М. Н. Загоскин встретил Гоголя с лучащейся радостью, трижды заключил его в объятия, отвесил ему несколько дружеских тумаков по спине, подтверждая свое искреннее расположение, свою дружбу; и не переводя дыхания, приступил к рассказам о себе самом, своих исторических изысканиях в архивах, о своих путешествиях, своих проектах, своих лекциях, о своей коллекции табакерок и шкатулок.

Оглушенные гости скоро вынуждены были отступить. Но Гоголь еще не показал своей интеллектуальной значимости во всей полноте. Он видел еще Ивана Ивановича Дмитриева, «патриарха русской поэзии», маленького сухого старичка, элегантного и обходительного, и кроме того, актера М. С. Щепкина, сторонника «антитеатрального театра».



Михаил Семенович Щепкин, ранее домашний крепостной слуга князей Волькенштейнов, которому позволили его хозяева сделать несколько этюдов, спектаклей, затем поставить их на сцене в Курске и Полтаве. После спектакля он переодевался в свою ливрею и подавал на стол своим хозяевам. Однако благодаря своим успехам, в качестве комедийного актера, он, в возрасте тридцати лет, благодаря открытому ручательству генерал-губернатора Репнина, смог выкупить свою свободу за 10 тысяч рублей.

С тех пор он снискал успех на самых крупных сценах России. Гоголь имел возможность посмотреть его игру и поаплодировать ему в Санкт-Петербурге.

Какая удача, если этот человек, всеми обожаемый, согласится представить одну из его пьес! Естественно, Гоголь пока не написал ни одной, но это может произойти на днях. Именно сейчас он приступает ко всем приготовлениям. К тому же, счастливое совпадение, Щепкин – малоросс, как и он!

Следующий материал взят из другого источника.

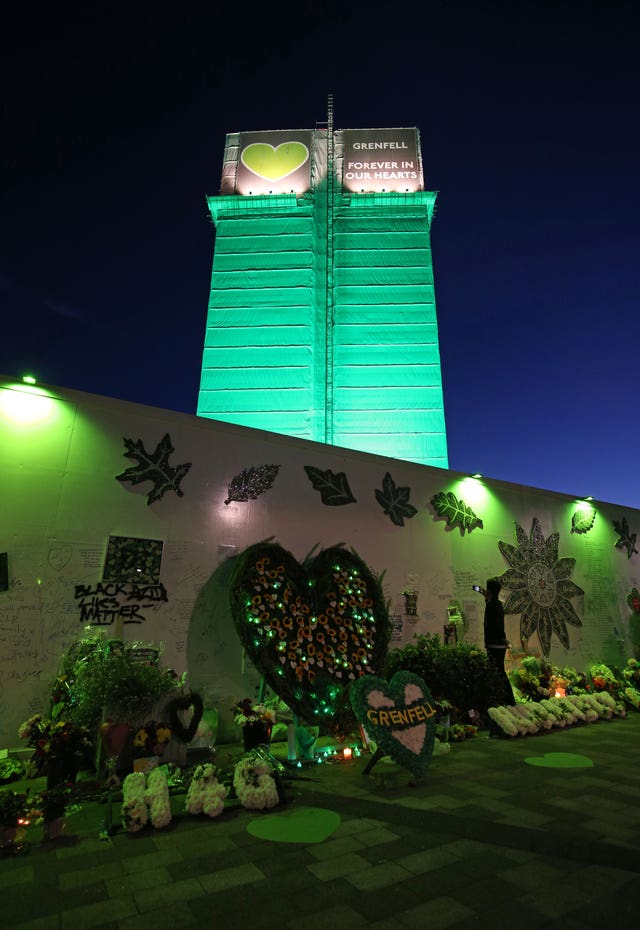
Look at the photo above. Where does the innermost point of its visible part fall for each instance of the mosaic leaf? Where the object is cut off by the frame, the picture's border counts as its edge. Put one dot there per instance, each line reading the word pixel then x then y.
pixel 627 539
pixel 395 501
pixel 455 511
pixel 334 488
pixel 154 467
pixel 251 483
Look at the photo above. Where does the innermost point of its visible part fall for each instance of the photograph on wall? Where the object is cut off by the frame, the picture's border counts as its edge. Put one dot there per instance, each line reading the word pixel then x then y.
pixel 130 559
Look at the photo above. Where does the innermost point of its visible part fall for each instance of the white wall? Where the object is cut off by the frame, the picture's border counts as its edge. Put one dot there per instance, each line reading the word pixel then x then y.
pixel 60 502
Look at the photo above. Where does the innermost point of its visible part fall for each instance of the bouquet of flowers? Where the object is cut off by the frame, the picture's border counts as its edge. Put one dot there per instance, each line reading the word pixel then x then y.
pixel 254 783
pixel 53 802
pixel 246 712
pixel 53 737
pixel 151 739
pixel 14 807
pixel 205 794
pixel 134 806
pixel 144 799
pixel 157 798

Однажды вечером актер, который давал обед на 25 персон, заметил возле оставленной открытой двери в обеденный зал тщедушного молодого человека, который вел перепалку с лакеями в передней. Внезапно неизвестный перескочил через порог и воодушевленно пропел первый куплет украинской песни. Затем он представился. Это был его земляк – Николай Гоголь. М. С. Щепкин, который читал «Вечера на хуторе…», развеселился и пригласил своего нового знакомого присесть. Между ними состоялась шумная и веселая беседа. Тут же за столом, угощая вином, хозяин дома посоветовал своему гостю написать что-нибудь для театра. Гоголь не возражал. Без сомнения, его, всегда такого робкого, и самого удивила та смелость, которая внезапно проявилась в нем, в этом доме, куда он не был заранее приглашен. Не явилось ли все это становлением его репутации, которая придала ему подобный апломб? Иногда создавалось впечатление, что кто-то другой находится на его месте. Во всяком случае, он не зря потерял время в Москве. Сколько новых друзей всего за десять дней!

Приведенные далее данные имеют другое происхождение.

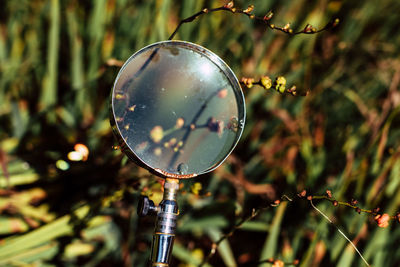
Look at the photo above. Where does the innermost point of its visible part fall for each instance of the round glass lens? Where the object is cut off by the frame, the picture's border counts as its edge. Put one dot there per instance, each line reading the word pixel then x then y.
pixel 177 108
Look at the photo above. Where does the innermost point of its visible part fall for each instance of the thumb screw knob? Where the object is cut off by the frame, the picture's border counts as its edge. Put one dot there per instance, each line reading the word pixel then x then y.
pixel 146 207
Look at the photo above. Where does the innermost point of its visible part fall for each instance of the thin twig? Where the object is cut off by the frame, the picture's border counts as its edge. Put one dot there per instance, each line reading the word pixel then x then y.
pixel 340 231
pixel 308 29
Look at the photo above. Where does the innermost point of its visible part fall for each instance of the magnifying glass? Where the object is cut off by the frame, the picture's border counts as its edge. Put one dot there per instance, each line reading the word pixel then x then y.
pixel 178 111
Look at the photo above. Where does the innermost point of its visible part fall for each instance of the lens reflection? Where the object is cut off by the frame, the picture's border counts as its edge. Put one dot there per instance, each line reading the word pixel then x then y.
pixel 178 108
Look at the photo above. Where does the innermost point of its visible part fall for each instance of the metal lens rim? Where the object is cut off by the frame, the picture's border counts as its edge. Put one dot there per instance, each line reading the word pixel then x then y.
pixel 213 58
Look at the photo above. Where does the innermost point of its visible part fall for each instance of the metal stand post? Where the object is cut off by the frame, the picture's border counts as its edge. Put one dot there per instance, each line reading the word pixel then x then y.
pixel 164 232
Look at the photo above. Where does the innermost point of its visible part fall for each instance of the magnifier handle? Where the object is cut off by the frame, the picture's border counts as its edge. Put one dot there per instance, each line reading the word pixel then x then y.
pixel 164 233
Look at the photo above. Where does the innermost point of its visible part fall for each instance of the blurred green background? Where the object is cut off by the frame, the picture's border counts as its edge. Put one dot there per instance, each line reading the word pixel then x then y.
pixel 55 81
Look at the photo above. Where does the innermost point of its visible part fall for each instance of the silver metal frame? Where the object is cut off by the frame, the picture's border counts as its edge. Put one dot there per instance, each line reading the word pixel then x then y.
pixel 129 151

Он отправился в Васильевку с ощущением благодарности по отношению к древней столице царей, которая его так хорошо встретила. По сравнению с Санкт-Петербургом, современным городом, жестоким, холодным, европейским, разрезанным широкими прямоугольными проспектами, набитым чиновниками всех рангов, которым покровительствовал вездесущий царь, Москва врезалась в его память как город древней старины, зажиточных купцов, добродушных баринов, пестрого незнатного люда, патриархальных традиций и замечательной кухни.

Дождь сопровождал его всю первую половину его путешествия. От раза к разу почтовики, почтмейстеры ворчали, говоря одни и те же слова: «Лошадей нет. Нужно подождать!» Чтобы провести время, убить время, он распекал Якима или читал «Клариссу Гарлоу» Ричардсона, сидя на лавке в общем зале. Наконец запрягают! И он вновь устремлялся в грязь, к толчкам, тряске и позвякиваниям колокольчиков.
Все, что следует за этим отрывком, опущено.